Questionable Offensive Numbers in Baseball Betting Odds

In online betting circles, it’s tough to talk baseball these days without the dreaded “S” word coming up. For now, let’s call it “S” for, ahem, “suspicious.” As in suspiciously good offensive numbers that exploded out of nowhere. Let’s look at some of the biggest head-scratcher seasons in the power era. These guys posted monster totals—power numbers worthy of the Babe himself—only to regress to normal levels and fluster sportsbook bettors.
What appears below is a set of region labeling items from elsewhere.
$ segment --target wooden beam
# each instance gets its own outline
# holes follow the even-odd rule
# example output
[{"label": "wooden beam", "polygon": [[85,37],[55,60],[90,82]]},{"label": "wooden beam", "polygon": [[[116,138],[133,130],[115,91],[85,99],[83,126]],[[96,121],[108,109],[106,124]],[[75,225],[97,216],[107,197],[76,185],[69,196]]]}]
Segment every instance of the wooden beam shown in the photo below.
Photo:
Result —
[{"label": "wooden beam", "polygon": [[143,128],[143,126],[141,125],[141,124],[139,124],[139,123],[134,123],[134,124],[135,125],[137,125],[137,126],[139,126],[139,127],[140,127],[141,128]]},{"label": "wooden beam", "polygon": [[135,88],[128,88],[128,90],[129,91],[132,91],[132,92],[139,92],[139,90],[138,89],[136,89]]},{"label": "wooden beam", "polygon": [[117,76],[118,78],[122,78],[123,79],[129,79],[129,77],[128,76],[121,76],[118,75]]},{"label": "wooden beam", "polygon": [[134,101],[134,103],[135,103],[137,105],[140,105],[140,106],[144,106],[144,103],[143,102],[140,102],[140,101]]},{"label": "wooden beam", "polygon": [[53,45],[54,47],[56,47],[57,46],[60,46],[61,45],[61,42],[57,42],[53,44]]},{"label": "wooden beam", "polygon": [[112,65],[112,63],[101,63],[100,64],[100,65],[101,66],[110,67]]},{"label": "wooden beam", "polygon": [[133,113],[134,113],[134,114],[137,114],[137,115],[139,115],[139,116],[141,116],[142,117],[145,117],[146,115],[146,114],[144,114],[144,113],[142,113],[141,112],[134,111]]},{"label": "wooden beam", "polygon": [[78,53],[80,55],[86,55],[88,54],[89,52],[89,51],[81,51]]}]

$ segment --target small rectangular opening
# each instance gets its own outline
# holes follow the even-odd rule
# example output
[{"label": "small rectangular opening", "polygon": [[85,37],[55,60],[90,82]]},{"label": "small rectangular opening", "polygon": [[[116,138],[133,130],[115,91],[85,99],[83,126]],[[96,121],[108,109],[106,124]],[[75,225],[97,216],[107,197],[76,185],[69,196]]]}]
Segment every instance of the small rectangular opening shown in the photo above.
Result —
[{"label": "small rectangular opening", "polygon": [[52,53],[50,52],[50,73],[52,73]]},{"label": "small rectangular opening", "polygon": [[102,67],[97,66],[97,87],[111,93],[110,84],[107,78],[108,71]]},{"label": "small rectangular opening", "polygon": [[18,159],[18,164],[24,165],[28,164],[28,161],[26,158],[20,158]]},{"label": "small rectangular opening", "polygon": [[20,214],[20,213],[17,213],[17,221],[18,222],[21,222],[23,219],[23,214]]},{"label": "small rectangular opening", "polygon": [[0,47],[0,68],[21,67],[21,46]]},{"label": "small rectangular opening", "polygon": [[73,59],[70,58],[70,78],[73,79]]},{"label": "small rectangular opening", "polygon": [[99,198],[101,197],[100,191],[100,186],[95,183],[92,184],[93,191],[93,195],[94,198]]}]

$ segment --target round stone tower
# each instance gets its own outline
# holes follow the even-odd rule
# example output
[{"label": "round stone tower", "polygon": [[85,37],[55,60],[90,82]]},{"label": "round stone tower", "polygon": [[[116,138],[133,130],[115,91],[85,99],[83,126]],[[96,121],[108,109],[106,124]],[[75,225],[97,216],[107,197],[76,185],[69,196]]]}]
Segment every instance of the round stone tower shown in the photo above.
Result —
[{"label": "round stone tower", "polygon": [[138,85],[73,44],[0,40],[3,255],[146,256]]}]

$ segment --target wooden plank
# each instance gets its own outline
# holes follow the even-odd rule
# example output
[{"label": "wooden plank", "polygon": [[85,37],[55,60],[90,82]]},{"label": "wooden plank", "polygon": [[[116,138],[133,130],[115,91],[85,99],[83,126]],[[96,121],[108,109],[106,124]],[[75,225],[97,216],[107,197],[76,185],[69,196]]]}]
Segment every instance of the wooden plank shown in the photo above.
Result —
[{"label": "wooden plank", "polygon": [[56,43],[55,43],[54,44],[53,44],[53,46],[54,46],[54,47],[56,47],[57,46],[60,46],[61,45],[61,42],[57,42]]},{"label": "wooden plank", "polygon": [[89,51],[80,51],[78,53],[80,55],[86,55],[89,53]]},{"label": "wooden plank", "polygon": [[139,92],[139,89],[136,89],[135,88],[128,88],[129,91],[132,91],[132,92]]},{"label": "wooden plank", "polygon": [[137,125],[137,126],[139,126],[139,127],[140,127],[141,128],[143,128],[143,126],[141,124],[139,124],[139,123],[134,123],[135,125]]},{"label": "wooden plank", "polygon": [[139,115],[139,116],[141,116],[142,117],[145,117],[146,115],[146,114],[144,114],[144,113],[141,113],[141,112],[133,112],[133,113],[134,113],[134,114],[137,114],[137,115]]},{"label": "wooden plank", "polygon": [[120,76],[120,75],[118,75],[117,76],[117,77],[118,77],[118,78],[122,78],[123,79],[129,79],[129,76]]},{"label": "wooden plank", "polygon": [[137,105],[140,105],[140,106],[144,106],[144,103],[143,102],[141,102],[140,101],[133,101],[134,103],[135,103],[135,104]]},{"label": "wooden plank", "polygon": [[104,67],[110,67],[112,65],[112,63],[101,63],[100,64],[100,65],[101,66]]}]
Luis Gonzalez’s 2001 season
(.325, 57 HR, 142 RBI)

Gonzo certainly strung together multiple All-Star seasons and made many bettors winners in MLB odds, but topping his next highest single-season homer total by 26 homers is fishy, isn’t it?

Brady Anderson’s 1996 season
(.297, 50 HR, 110 RBI)

The Baltimore leadoff man, whose next highest single-season total was less than half his 1996 number, may have the most famous “out-of-nowhere” single season numbers in major league history. His 50 home runs were more than Manny Ramirez or AlbertPujols have ever hit in one season. Hmmm…

Todd Hundley’s 1996 and 1997 seasons
(41 HR, 30 HR)

He had power, for sure, but did he really have Mets-single-season-homer-record power? The beefy catcher clubbed 41 homers in 1996 and 30 more the next season. His numbers then took a nose dive, much to the chagrin of those who bet on MLB odds . It shouldn’t come as much of a surprise that he was named in the Mitchell Report.

Barry Bonds’ 2001 season
(.328, 73 HR, 137 RBI)

Bonds had plenty of monster years, of course, but his 73-homer season tops his next best total by 24. It stands not only as the single-season homer record, but as the pinnacle of “suspicious” seasons. Online betting fans probably shouldn’t bet on anyone beating 73 long flies any time soon.